IMPORTANT SAFETY INFORMATION
The use of ABRAXANE has not been studied in patients
with renal dysfunction.
Dose adjustment is recommended for patients with
moderate to severe hepatic impairment. Further dose
adjustments in subsequent courses should be based on
individual tolerance.
ABRAXANE can cause fetal harm when administered to a
pregnant woman. Women of childbearing potential should
be advised to avoid becoming pregnant while receiving
treatment.
Men should be advised to not father a child while
receiving ABRAXANE.
It is recommended that nursing be discontinued when
receiving ABRAXANE therapy.
ABRAXANE contains albumin, a derivative of human blood.
Caution should be exercised when administering ABRAXANE concomitantly with known substrates or inhibitors of CYP2C8 and CYP3A4.
ABRAXANE therapy should not be administered to patients with metastatic breast cancer who have baseline
neutrophil counts of less than 1,500 cells/mm3. It is
recommended that frequent peripheral blood cell counts
be performed on all patients receiving ABRAXANE.
Patients should not be retreated with ABRAXANE until
neutrophils recover to a level >1,500 cells/mm3 and
platelets recover to >100,000 cells/mm3
In the case of severe neutropenia (<500 cells/mm3 for 7
days or more), a dose reduction for subsequent courses is
recommended.
Sensory neuropathy occurs frequently with ABRAXANE.
If grade 3 sensory neuropathy develops, treatment should
be withheld until resolution to grade 1 or 2 followed by a
dose reduction for all subsequent courses of ABRAXANE.

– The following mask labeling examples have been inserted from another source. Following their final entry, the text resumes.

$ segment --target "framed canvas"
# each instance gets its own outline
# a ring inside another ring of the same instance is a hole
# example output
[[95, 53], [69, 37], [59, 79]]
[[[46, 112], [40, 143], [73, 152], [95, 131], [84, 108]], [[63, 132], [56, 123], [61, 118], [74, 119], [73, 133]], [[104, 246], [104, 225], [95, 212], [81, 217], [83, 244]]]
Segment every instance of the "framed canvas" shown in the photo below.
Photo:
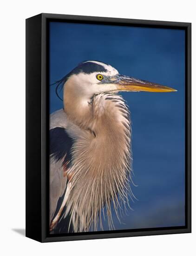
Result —
[[26, 20], [26, 236], [191, 232], [191, 24]]

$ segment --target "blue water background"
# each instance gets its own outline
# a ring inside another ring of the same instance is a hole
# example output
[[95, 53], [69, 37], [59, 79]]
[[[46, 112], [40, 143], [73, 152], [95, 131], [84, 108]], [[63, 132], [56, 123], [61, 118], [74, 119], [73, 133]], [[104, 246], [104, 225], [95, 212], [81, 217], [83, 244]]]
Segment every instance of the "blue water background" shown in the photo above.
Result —
[[[120, 74], [175, 88], [171, 93], [123, 93], [131, 112], [134, 183], [138, 201], [117, 229], [184, 225], [184, 31], [51, 22], [52, 83], [86, 60]], [[62, 108], [50, 86], [50, 113]], [[107, 226], [105, 228], [107, 229]]]

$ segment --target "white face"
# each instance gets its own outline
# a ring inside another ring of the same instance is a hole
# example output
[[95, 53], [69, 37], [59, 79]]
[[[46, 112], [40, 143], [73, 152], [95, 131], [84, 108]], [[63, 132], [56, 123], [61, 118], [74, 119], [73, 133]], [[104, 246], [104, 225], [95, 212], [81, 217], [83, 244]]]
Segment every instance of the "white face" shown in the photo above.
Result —
[[111, 66], [98, 61], [92, 61], [86, 62], [101, 65], [107, 71], [93, 72], [90, 74], [80, 73], [73, 74], [68, 79], [67, 83], [72, 84], [74, 87], [74, 89], [78, 90], [78, 92], [81, 94], [90, 97], [95, 94], [117, 90], [116, 85], [107, 81], [107, 78], [111, 78], [118, 74], [118, 71], [115, 68]]

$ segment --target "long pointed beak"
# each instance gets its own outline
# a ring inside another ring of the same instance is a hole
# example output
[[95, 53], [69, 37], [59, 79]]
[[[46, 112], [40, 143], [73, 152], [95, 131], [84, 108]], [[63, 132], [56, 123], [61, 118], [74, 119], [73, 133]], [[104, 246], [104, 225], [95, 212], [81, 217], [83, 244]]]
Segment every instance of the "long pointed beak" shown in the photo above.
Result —
[[154, 93], [177, 91], [176, 90], [170, 87], [126, 75], [118, 75], [115, 77], [111, 78], [111, 80], [112, 83], [117, 85], [118, 90], [119, 91]]

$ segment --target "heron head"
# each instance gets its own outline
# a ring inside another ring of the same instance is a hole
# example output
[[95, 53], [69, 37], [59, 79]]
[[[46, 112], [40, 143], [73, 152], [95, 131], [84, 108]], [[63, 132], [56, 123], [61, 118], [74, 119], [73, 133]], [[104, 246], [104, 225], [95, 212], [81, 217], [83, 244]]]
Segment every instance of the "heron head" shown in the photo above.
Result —
[[120, 74], [111, 66], [88, 61], [80, 63], [65, 77], [65, 88], [81, 96], [91, 98], [99, 93], [119, 91], [174, 92], [176, 90], [140, 79]]

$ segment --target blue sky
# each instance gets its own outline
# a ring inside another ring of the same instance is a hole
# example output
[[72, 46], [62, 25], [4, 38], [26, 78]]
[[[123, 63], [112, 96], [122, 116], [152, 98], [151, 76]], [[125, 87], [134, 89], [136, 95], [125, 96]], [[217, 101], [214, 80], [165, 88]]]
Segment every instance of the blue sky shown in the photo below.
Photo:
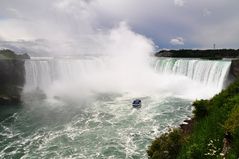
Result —
[[0, 47], [47, 52], [64, 39], [87, 48], [124, 22], [160, 49], [238, 48], [238, 10], [238, 0], [1, 0]]

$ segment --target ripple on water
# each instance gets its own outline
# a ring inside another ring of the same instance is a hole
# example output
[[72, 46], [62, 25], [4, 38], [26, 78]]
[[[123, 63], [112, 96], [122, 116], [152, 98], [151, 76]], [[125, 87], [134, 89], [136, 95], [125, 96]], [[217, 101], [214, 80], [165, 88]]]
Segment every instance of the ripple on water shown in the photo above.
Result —
[[143, 102], [141, 109], [132, 109], [131, 99], [23, 107], [0, 122], [0, 158], [147, 158], [152, 139], [179, 125], [191, 107], [177, 98]]

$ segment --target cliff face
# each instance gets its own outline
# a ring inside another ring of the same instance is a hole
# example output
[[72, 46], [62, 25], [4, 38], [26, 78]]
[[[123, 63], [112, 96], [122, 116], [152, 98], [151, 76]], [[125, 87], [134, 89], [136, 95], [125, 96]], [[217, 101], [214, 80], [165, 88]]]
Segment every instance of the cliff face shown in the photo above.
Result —
[[239, 77], [239, 60], [232, 60], [230, 74], [234, 77]]
[[218, 50], [161, 50], [155, 56], [176, 57], [176, 58], [203, 58], [203, 59], [222, 59], [238, 58], [239, 49], [218, 49]]
[[0, 51], [0, 55], [0, 105], [19, 104], [25, 83], [24, 59], [17, 55], [9, 58], [6, 51]]

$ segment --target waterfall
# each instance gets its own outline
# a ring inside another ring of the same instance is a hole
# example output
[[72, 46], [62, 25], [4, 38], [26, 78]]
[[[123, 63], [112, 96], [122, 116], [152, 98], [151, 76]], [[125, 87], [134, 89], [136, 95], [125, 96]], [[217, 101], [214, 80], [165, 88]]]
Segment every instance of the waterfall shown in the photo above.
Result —
[[160, 58], [150, 67], [111, 57], [31, 59], [25, 62], [24, 91], [40, 89], [48, 97], [74, 100], [100, 94], [209, 98], [223, 89], [230, 64], [224, 60]]
[[55, 82], [75, 83], [90, 80], [104, 69], [101, 60], [95, 59], [34, 59], [25, 61], [25, 91], [40, 88], [47, 90]]
[[227, 78], [231, 61], [160, 58], [155, 70], [161, 74], [183, 75], [193, 81], [221, 90]]

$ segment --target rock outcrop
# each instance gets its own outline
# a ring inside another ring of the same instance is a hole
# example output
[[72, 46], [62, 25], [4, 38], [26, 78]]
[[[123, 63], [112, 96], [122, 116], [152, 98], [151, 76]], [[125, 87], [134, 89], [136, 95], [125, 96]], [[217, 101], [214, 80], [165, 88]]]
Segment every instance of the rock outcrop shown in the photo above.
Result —
[[25, 83], [24, 59], [27, 54], [17, 55], [10, 50], [0, 50], [0, 105], [21, 103]]

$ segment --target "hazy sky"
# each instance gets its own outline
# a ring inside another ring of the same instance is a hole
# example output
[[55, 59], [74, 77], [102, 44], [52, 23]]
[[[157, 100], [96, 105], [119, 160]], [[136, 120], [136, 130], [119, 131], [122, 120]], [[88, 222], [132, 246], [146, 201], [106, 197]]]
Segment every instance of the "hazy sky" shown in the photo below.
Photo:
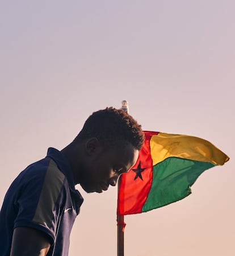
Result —
[[[94, 111], [129, 102], [144, 130], [209, 141], [230, 158], [182, 201], [125, 217], [126, 256], [232, 256], [235, 2], [0, 2], [0, 203]], [[69, 256], [116, 255], [117, 188], [86, 194]]]

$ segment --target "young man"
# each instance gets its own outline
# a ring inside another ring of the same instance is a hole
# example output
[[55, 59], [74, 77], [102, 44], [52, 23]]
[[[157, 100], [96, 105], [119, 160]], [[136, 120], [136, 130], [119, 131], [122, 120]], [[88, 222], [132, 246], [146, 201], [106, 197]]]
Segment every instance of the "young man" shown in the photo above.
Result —
[[114, 186], [136, 163], [144, 135], [126, 112], [93, 113], [65, 148], [28, 166], [9, 188], [0, 212], [1, 256], [66, 256], [83, 199]]

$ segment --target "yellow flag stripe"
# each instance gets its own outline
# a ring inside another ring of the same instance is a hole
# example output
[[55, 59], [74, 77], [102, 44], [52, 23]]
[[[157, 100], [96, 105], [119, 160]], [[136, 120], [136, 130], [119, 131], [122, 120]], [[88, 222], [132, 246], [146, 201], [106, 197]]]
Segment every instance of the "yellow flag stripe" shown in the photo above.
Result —
[[193, 136], [159, 133], [152, 137], [150, 147], [154, 166], [172, 156], [218, 165], [229, 159], [211, 142]]

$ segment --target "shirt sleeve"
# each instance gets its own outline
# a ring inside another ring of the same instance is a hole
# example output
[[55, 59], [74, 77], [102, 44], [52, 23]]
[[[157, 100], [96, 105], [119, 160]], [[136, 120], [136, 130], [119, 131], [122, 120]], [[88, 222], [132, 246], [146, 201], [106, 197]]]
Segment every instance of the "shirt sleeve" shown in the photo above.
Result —
[[35, 228], [48, 235], [50, 243], [54, 243], [64, 209], [65, 179], [52, 159], [45, 168], [37, 164], [28, 170], [17, 199], [18, 213], [14, 228]]

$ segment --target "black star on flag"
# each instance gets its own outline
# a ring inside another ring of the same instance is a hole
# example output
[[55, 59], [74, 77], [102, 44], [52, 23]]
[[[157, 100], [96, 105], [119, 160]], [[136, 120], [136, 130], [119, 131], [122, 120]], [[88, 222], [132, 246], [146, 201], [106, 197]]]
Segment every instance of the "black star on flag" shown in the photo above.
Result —
[[142, 180], [143, 180], [143, 178], [142, 177], [141, 172], [144, 171], [146, 168], [141, 168], [140, 161], [139, 163], [138, 167], [137, 169], [132, 169], [132, 171], [136, 173], [136, 176], [135, 177], [134, 180], [136, 180], [136, 179], [139, 177]]

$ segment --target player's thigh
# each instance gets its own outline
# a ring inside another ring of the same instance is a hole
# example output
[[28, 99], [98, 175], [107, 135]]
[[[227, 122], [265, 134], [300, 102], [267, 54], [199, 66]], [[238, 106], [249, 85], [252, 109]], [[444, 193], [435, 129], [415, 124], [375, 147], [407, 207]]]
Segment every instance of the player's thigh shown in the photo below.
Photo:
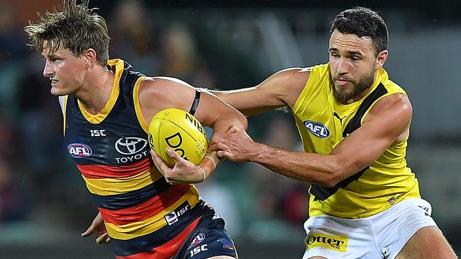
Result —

Severe cardiovascular events possibly related to singleagent
ABRAXANE occurred in approximately 3% of
patients in the randomized trial. These events included
chest pain, cardiac arrest, supraventricular tachycardia, edema, thrombosis, pulmonary thromboembolism,
pulmonary embolism and hypertension. During
postmarketing surveillance rare reports of congestive
heart failure and left ventricular dysfunction were
observed, primarily among individuals with underlying
cardiac history or prior exposure to cardiotoxic drugs.
In the randomized metastatic breast cancer study, the
most important adverse events included alopecia (90%),
neutropenia (all cases 80%; severe 9%), sensory
neuropathy (any symptoms 71%; severe 10%), asthenia
(any 47%; severe 8%), myalgia/arthralgia (any 44%;
severe 8%), anemia (all 33%; severe 1%), infections
(24%), nausea (any 30%; severe 3%), vomiting (any 18%;
severe 4%), diarrhea (any 27%; severe <1%) and
mucositis (any 7%; severe <1%).
Other adverse reactions have included ocular/visual
disturbances (any 13%; severe 1%), fluid retention (any
10%; severe 0%), hepatic dysfunction (elevations in
bilirubin 7%, alkaline phosphatase 36%, AST [SGOT]
39%), renal dysfunction (any 11%; severe 1%),
thrombocytopenia (any 2%; severe <1%), hypersensitivity
reactions (any 4%; severe 0%), cardiovascular reactions
(severe 3%) and injection site reactions (<1%). In clinical
trials and during postmarketing surveillance, dehydration
was common and pyrexia was very common. Rare
occurrences of severe hypersensitivity reactions have
also been reported during postmarketing surveillance
Adverse events such as fatigue, lethargy and malaisemay
affect the ability to drive and use machines.